Delineation of amplification, hybridization and location effects in microarray data yields better-quality normalization
1 Delft Bioinformatics Lab, Delft University of Technology, Mekelweg 4, Delft, 2628 CD, The Netherlands
2 Department of Tissue Regeneration, University of Twente, PO box 217, Enschede, 7500AE, The Netherlands
3 Centre for Molecular and Biomolecular Informatics (CMBI), Radboud Universiteit Nijmegen, PO box 9101, Nijmegen, 6500HB, The Netherlands
4 Department of Applied Biology, Radboud Universiteit Nijmegen, PO box 9101, Nijmegen, 6500HB, The Netherlands
5 Department of Molecular Pharmacology, Merck Research Laboratories, PO Box 20, Oss, 5340BH, The Netherlands
6 Physiological Genomics Group, BU Biosciences, TNO Quality of Life, PO Box 360, Zeist, 3700AJ, The Netherlands
BMC Bioinformatics 2010, 11:156 doi:10.1186/1471-2105-11-156Published: 26 March 2010
Oligonucleotide arrays have become one of the most widely used high-throughput tools in biology. Due to their sensitivity to experimental conditions, normalization is a crucial step when comparing measurements from these arrays. Normalization is, however, far from a solved problem. Frequently, we encounter datasets with significant technical effects that currently available methods are not able to correct.

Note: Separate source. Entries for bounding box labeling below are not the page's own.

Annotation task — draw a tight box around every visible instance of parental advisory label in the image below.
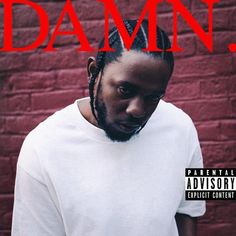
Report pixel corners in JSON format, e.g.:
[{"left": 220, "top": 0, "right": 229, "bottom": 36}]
[{"left": 185, "top": 168, "right": 236, "bottom": 200}]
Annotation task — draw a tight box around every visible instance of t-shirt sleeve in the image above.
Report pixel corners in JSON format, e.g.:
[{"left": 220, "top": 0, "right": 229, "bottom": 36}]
[
  {"left": 12, "top": 134, "right": 65, "bottom": 236},
  {"left": 177, "top": 126, "right": 206, "bottom": 217}
]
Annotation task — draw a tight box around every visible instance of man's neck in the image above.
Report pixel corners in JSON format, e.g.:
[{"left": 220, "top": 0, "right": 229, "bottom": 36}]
[{"left": 77, "top": 99, "right": 98, "bottom": 127}]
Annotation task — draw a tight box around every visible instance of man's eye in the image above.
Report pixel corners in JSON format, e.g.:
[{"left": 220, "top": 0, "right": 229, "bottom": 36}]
[
  {"left": 118, "top": 86, "right": 132, "bottom": 96},
  {"left": 148, "top": 92, "right": 165, "bottom": 102}
]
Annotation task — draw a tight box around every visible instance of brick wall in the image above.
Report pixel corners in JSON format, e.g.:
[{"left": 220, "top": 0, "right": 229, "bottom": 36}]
[{"left": 0, "top": 0, "right": 236, "bottom": 236}]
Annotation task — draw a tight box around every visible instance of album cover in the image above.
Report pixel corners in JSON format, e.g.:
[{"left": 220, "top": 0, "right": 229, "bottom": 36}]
[{"left": 0, "top": 0, "right": 236, "bottom": 236}]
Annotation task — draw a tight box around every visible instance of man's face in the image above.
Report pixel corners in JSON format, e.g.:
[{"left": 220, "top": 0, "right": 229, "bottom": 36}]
[{"left": 95, "top": 51, "right": 170, "bottom": 141}]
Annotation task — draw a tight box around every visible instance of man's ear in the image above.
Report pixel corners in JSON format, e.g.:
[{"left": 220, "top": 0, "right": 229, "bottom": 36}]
[{"left": 87, "top": 57, "right": 97, "bottom": 78}]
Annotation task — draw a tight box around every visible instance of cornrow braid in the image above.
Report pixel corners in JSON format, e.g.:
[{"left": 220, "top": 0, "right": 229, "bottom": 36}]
[{"left": 89, "top": 20, "right": 174, "bottom": 120}]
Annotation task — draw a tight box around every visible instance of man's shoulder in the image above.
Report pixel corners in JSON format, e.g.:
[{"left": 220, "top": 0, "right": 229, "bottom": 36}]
[{"left": 153, "top": 100, "right": 193, "bottom": 127}]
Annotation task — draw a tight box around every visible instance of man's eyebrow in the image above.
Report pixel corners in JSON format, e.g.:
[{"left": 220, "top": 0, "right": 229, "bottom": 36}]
[{"left": 118, "top": 80, "right": 139, "bottom": 90}]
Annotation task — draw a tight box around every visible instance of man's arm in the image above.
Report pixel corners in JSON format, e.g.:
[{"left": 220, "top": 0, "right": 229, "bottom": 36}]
[{"left": 175, "top": 213, "right": 197, "bottom": 236}]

We show that by a careful decomposition of probe specific amplification, hybridization and array location effects, a normalization can be performed that allows for a much improved analysis of these data. Identification of the technical sources of variation between arrays has allowed us to build statistical models that are used to estimate how the signal of individual probes is affected, based on their properties. This enables a model-based normalization that is probe-specific, in contrast with the signal intensity distribution normalization performed by many current methods. Next to this, we propose a novel way of handling background correction, enabling the use of background information to weight probes during summarization. Testing of the proposed method shows a much improved detection of differentially expressed genes over earlier proposed methods, even when tested on (experimentally tightly controlled and replicated) spike-in datasets.
When a limited number of arrays are available, or when arrays are run in different batches, technical effects have a large influence on the measured expression of genes. We show that a detailed modelling and correction of these technical effects allows for an improved analysis in these situations.